Implementation:InternLM Lmdeploy DecodingTemplate
| Knowledge Sources | |
|---|---|
| Domains | GPU_Kernels, Attention |
| Last Updated | 2026-02-07 15:00 GMT |
Overview
Template function that launches decoding-phase attention kernels with GQA-aware CTA partitioning, occupancy-based split-K selection, and optional post-kernel reduction.
Description
invokeDecoding<Kernel> mirrors invokeAttention but is specialized for the decoding phase (single-token generation). It computes the GQA group size and determines how many CTAs are needed per query group based on Kernel::CTA_H. It queries device occupancy to select an optimal split count, constructs the DecodingCtaMap grid, launches the kernel, and invokes reduction when split_cnt > 1 or context parallelism is active.
Usage
Called by the TurboMind decoding dispatch layer to run single-token attention.
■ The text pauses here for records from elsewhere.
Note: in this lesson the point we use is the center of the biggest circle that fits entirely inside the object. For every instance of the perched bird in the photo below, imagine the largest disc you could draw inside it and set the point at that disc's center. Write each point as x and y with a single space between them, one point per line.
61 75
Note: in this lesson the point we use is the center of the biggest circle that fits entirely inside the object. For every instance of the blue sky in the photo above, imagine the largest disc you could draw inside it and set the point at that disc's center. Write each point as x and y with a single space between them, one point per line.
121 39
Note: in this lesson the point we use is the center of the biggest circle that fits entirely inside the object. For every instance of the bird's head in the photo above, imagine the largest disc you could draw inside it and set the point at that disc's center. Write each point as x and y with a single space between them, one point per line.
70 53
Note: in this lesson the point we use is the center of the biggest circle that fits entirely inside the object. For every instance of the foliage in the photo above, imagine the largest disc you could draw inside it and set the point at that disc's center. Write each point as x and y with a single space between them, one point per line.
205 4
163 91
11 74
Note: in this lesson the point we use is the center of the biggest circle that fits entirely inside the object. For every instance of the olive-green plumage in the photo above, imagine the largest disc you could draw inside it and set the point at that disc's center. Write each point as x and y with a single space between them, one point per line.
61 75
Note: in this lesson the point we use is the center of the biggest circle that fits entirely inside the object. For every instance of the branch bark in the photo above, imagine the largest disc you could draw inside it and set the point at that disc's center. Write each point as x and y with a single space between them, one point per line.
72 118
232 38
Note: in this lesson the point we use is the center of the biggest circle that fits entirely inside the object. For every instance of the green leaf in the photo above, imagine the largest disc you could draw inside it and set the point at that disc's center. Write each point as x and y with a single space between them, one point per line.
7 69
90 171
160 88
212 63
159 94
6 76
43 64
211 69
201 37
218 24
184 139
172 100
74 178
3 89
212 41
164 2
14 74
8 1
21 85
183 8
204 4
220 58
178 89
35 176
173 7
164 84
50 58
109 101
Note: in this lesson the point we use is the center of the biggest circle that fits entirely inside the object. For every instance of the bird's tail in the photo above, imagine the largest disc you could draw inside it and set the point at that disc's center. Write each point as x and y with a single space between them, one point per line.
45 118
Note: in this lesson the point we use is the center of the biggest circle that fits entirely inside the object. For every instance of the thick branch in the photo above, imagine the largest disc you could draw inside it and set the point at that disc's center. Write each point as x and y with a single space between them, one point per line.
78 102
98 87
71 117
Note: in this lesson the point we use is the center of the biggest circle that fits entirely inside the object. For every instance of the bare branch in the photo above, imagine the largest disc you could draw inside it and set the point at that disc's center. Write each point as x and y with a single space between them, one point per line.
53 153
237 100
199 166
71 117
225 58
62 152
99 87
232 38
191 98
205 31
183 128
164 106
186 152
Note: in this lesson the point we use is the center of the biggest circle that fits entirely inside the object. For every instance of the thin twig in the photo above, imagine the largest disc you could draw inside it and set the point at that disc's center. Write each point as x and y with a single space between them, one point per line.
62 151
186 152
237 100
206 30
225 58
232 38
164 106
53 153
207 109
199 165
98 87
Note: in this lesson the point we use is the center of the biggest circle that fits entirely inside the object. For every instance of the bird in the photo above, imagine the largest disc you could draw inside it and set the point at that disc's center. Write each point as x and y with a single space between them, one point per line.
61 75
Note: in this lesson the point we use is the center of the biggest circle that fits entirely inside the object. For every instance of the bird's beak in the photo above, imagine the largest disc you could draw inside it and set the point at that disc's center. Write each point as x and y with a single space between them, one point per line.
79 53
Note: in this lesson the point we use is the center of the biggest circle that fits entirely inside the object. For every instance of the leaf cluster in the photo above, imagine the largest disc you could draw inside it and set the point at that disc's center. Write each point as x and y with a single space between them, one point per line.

The Kernel template parameter is assembled from DecodingConfig.
Code Reference
Source Location
- Repository: InternLM_Lmdeploy
- File: src/turbomind/kernels/attention/decoding_template.h
- Lines: 1-104
Signature
template<class Kernel>
bool invokeDecoding(const typename Kernel::ParamType& params);
Import
#include "src/turbomind/kernels/attention/decoding_template.h"
I/O Contract
Inputs
| Name | Type | Required | Description |
|---|---|---|---|
| params | Kernel::ParamType (AttentionParams<T>) | Yes | Fully populated attention parameters struct |
Outputs
| Name | Type | Description |
|---|---|---|
| params.out | T* | Attention output for the decoded token |
| return | bool | Always returns true on success |
Usage Examples
using Config = DecodingConfig<arch::Sm80, half, half, 8, 128>;
invokeDecoding<Config::Kernel>(params);